AFP
TOKYO
A Sony executive said the firm was taking a hard look at music streaming services after pop star Taylor Swift yanked her songs from industry giant Spotify.
The US artist - whose album ‘1989’, featuring the dance tune ‘Shake It Off,’ sold more in the first week than any album in a dozen years in the United States - withdrew her songs over a payments dispute. Spotify and its competitors have come under fire from a number of global artists from Radiohead to AC/DC, who claim that streaming services pay musicians too little and damage album sales.
‘Actually, a lot of conversation has taken place over the last week in the light of that,’ Kevin Kelleher, chief financial officer of Sony Music, told an analyst briefing in Tokyo. ‘What it all really comes down to is how much value are the music company and the artist getting from the different consumption methods.’ Sony also has a music streaming service - Music Unlimited - a delivery model seen by many as the next hope as digital downloads fall off and compact disc sales remain mired in a long-term slump.

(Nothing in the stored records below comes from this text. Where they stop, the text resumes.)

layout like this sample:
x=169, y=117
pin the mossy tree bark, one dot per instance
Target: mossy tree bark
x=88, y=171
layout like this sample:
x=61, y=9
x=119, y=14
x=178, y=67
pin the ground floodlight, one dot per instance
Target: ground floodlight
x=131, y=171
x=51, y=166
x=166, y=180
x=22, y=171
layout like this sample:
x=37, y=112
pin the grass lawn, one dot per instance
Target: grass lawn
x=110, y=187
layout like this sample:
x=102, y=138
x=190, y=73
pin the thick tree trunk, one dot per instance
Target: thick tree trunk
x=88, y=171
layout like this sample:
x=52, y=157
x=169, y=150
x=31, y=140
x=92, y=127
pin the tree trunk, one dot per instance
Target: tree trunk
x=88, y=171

Despite the move by Swift , Kelleher said Sony was still ‘very encouraged’ by the growth in subscription-based streaming services, which let users skip advertisements in exchange for monthly fees. ‘The key question is, are the free, ad-supported services taking away from how quickly and to what extent we can grow those paid services?’ Kelleher said.

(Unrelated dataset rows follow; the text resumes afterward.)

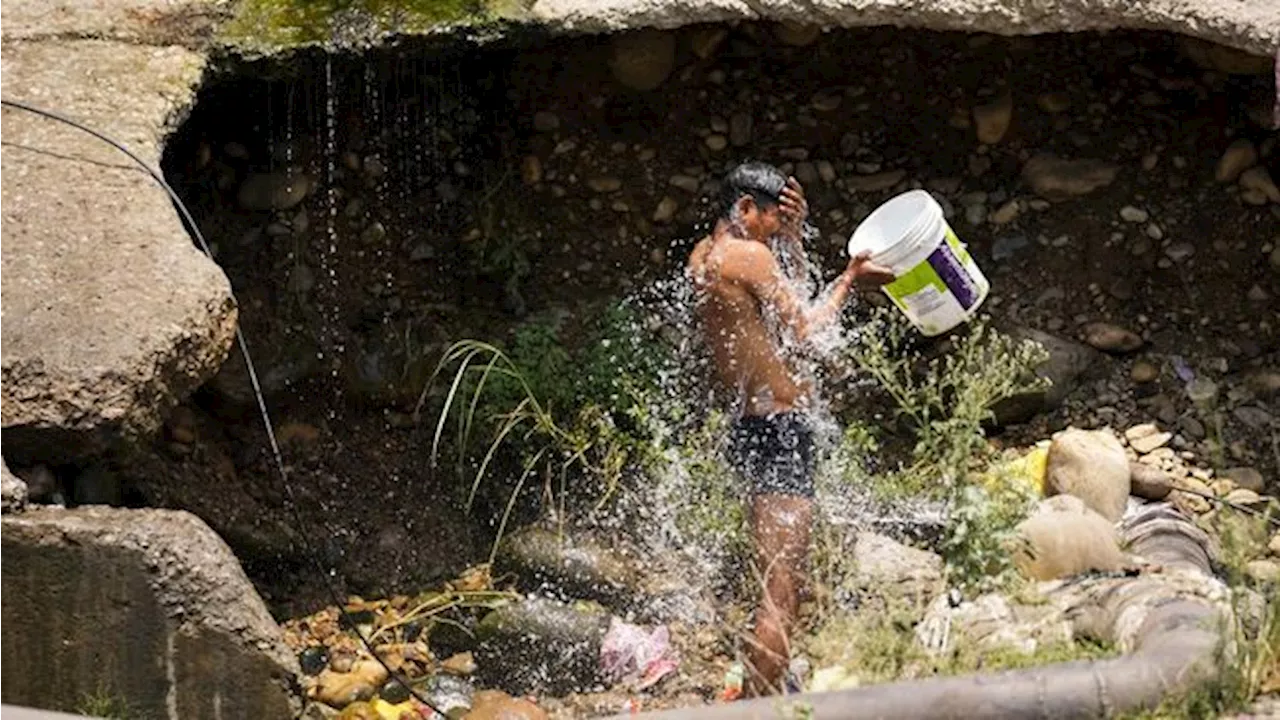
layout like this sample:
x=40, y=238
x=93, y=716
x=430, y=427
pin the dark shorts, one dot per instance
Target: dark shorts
x=773, y=452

‘That’s something we’re paying attention to as content owners who license our content to the different platforms. It’s an area that’s gotten everyone’s attention.’ Kelleher’s comments came as Sony chief executive Kazuo Hirai insisted again that the entertainment business - including Sony’s music label and a Hollywood movie studio, as well as a video game unit - was crucial for the company’s long-term health.
‘Entertainment is an extremely important business for Sony - it is a pillar of the group,’ Hirai told analysts in the first of two conferences this month to give an update on its corporate overhaul. Hirai has led a sweeping restructuring of the consumer electronics giant, which has reported years of huge losses. However he has steadfastly refused to abandon televisions and the firm rejected a US hedge fund’s call to spin-off part of the entertainment business. Last month Sony announced a whopping $1.0 billion six-month loss, underlining its struggle to drag itself out of the red. The firm suffered badly in the cut-throat television business and was out-manoeuvered in the lucrative smartphone sector by industry leaders Apple and Samsung.